そこでギンガが代わりに戦う方法が考案された。「ギンガを護る」ということに意識を集中させれば相手を殺すこともなく、ギンガが傷付くこともない。

 

「じゃあ…」

 

「待ってください!」

 

戦闘を開始しようとした時、背後からアインハルトがやってきた。

 

「…私にも、戦わせてください!」

 

「…アインハルト」

 

「ノーリさんを傷つけ私たちの過去を、先祖を利用したこと、許せません!」

 

「………ああ。お前は俺が守ってやるから安心してぶっ飛ばしてこい」

 

「っ!はいっ!!」

 

まるで自分は簡単に倒されると言われているようでアレスは完全に頭に来ていた。
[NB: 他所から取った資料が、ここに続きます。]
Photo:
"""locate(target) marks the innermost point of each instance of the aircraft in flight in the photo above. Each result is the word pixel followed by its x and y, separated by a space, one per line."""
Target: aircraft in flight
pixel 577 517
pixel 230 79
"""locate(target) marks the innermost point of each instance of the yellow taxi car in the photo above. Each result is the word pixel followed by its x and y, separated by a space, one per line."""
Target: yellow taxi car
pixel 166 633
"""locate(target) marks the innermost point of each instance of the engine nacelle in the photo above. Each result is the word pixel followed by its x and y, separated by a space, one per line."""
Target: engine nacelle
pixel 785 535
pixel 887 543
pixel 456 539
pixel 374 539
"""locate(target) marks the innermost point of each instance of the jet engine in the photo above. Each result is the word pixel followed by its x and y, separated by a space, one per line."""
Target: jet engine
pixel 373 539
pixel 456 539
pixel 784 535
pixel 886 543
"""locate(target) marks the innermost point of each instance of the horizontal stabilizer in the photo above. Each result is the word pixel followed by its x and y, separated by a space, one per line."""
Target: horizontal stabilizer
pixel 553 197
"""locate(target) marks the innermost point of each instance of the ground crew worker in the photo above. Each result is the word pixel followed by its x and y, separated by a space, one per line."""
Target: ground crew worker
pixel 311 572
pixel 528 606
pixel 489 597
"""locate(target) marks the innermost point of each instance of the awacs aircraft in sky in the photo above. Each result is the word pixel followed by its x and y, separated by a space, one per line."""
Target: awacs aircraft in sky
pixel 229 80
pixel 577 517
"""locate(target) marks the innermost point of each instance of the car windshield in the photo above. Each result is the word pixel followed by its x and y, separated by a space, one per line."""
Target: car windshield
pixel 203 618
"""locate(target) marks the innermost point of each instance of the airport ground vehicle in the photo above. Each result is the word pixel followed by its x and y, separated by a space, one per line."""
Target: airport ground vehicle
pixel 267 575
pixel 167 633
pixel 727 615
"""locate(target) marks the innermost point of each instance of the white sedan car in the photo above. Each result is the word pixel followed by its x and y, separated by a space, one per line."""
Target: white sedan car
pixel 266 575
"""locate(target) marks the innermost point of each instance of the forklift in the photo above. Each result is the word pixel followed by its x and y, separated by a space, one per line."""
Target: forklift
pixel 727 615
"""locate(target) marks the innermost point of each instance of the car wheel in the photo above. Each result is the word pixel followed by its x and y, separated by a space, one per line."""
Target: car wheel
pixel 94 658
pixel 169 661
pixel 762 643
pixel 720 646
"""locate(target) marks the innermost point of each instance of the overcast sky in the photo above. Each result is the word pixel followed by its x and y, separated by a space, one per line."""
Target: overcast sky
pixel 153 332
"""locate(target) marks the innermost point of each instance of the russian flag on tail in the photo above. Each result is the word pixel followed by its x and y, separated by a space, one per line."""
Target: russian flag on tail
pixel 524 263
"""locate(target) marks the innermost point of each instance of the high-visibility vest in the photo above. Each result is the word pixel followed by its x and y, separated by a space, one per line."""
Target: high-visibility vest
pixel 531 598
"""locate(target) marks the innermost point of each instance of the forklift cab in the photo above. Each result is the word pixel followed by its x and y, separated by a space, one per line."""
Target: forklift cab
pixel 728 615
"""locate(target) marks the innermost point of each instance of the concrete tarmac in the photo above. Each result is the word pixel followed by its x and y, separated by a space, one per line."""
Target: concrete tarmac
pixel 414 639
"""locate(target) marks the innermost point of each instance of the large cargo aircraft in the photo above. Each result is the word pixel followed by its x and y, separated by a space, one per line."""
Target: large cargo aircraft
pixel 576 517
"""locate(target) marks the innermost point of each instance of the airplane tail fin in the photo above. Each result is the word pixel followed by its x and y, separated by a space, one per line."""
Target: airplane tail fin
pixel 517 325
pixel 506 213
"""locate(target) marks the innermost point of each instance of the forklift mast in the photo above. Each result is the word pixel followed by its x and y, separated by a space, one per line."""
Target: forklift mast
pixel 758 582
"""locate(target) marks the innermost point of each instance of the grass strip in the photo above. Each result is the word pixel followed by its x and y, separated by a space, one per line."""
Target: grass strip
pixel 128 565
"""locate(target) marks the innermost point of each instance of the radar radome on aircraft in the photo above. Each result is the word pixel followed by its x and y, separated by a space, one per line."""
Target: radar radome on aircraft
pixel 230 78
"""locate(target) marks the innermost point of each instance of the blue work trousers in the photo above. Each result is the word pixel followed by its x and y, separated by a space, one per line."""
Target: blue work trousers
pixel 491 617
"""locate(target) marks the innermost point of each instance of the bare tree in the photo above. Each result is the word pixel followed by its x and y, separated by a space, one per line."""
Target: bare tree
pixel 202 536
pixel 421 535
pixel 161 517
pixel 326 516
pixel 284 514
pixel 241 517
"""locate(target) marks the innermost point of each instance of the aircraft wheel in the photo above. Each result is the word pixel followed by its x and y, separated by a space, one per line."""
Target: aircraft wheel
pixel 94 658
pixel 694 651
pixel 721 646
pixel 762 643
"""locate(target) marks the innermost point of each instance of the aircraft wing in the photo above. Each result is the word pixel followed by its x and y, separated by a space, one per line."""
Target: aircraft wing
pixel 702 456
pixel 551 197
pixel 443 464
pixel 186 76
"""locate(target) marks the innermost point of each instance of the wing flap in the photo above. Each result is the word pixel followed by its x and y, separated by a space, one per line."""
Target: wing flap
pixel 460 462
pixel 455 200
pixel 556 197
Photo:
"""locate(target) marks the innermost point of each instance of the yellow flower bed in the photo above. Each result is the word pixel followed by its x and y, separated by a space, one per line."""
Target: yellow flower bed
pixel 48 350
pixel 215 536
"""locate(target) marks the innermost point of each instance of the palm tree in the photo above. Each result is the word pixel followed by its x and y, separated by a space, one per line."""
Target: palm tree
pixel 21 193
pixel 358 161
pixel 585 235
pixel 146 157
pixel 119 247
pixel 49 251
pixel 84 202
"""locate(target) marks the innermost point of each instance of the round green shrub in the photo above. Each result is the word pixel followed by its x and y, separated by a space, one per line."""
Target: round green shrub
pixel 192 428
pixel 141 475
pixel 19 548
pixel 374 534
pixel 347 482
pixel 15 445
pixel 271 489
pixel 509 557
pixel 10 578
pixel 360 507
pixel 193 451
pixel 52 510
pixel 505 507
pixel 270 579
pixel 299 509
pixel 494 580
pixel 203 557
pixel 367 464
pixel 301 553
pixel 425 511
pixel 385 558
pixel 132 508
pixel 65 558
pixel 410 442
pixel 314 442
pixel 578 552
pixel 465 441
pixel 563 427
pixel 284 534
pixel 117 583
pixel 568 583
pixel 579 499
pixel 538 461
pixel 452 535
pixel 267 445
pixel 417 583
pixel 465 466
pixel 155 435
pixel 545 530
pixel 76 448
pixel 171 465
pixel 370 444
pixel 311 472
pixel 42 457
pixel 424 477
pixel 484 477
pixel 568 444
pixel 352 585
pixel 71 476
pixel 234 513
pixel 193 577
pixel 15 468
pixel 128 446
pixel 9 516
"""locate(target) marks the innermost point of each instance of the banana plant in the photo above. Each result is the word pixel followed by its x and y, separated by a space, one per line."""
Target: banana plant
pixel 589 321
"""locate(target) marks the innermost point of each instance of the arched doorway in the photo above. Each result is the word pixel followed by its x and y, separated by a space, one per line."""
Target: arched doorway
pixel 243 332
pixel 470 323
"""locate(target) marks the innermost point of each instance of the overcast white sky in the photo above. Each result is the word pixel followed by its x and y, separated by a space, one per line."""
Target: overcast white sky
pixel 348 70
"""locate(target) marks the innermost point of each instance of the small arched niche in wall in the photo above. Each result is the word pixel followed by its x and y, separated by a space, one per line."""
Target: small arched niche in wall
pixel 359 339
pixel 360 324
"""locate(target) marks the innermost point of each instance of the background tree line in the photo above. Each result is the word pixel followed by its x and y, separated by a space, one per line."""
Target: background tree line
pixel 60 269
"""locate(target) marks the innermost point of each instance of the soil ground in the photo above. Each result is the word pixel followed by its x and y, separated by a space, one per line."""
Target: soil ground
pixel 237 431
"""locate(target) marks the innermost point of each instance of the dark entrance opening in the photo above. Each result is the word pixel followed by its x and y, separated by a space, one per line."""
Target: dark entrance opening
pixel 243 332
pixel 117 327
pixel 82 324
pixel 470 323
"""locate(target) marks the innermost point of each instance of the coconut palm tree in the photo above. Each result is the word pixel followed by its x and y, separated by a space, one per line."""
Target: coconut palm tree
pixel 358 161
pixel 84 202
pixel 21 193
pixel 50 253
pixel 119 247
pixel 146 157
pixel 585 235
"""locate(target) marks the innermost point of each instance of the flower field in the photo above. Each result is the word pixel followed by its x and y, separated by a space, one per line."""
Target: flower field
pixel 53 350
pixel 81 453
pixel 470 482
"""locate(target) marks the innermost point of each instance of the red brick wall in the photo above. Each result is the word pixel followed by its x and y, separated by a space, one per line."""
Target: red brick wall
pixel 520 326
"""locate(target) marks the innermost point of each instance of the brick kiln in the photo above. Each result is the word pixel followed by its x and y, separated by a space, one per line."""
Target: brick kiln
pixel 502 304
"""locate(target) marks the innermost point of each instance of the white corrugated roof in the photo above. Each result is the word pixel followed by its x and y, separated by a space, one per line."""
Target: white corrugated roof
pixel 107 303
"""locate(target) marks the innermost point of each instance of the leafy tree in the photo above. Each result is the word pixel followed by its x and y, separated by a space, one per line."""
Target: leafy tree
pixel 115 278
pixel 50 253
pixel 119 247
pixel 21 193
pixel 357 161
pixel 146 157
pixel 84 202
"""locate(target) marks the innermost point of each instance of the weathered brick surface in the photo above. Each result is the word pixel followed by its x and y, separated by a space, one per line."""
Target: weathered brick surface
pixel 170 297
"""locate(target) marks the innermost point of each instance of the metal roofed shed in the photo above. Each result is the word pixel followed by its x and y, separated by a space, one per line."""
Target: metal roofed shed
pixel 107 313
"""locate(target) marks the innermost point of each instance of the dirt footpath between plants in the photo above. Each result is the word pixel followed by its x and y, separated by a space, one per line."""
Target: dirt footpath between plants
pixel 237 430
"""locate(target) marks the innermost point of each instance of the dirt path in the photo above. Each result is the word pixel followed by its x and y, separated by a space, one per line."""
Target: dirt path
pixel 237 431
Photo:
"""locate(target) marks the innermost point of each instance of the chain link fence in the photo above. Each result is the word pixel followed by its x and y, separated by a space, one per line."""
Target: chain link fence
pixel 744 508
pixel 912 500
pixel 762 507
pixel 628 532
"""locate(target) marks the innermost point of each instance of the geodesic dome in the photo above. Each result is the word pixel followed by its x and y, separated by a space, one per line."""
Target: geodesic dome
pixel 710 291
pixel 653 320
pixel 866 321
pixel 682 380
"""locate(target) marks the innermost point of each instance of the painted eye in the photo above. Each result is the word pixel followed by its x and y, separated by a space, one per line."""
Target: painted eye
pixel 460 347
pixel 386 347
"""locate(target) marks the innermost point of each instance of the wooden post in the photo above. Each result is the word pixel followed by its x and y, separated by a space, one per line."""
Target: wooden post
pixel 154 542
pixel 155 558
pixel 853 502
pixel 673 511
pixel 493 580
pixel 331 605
これまでの言動から、中々感情的になることはない男だと思われたが、身の丈に合わない力のせいか妙に感情的になりやすくなっていた。

 

「私を………なめるなぁァァァァ!!!」

 

「散開!!」

 

アレスが物量に物を言わせた攻撃を放ってきた。アインハルトとギンガはそれぞれ左右に飛んで攻撃を避けた。

 

ギンガが右から攻撃を仕掛ける。アレスは魔力槍をギンガに飛ばすがその前に結晶の盾が出現してギンガを護った。

 

「くっ!」

 

更にギンガはアキラに守られた刹那、盾の下からアレスに接近した。

 

「リボルバーブレイク!!!」

 

アレスはその攻撃をもろに食らい、吹っ飛ばされる。

 

「アインハルト!」

 

「はいっ!砕牙!」

 

アレスが吹っ飛ばされた先にアインハルトが現れ、蹴りを食らわせた。

 

(なぜだ!ダズマの力なら、大抵の攻撃は効かないはず…………………あれは!)

 

アレスはアインアルトの足をみた。アインハルトの足には、薄くアキラの結晶が張られていた。アキラの結晶であれば攻撃は通る。しかもアインハルトもギンガも基本的に格闘技がメインだ。ダズマの攻撃の解析能力で最適な防御がし難かった。

 

(あれの力…………これでは………)

 

成す術もなく、アレスはどんどん追い詰められていく。

 

「馬鹿な…」

 

「はぁぁぁぁぁぁ!!!」

 

「おぉぉぉぉぉぉ!!!」

 

「いっけぇ!ギンガァァァァァァァァァァァァァァァァ!!!!!」

 

「覇王!断空拳!!!」

 

「アサルトライジングインパクト!!!」

 

ギンガとアインハルトは同時に最後の一撃をアレスに撃ち込んだ。アレスの抵抗は全てアキラの結晶で妨害され、抵抗にすらならなかった。

 

「くそ…くそぉぉぉぉぉぉぉ!!!!」

 

アレスは攻撃を食らって近くの壁に叩きつけられた。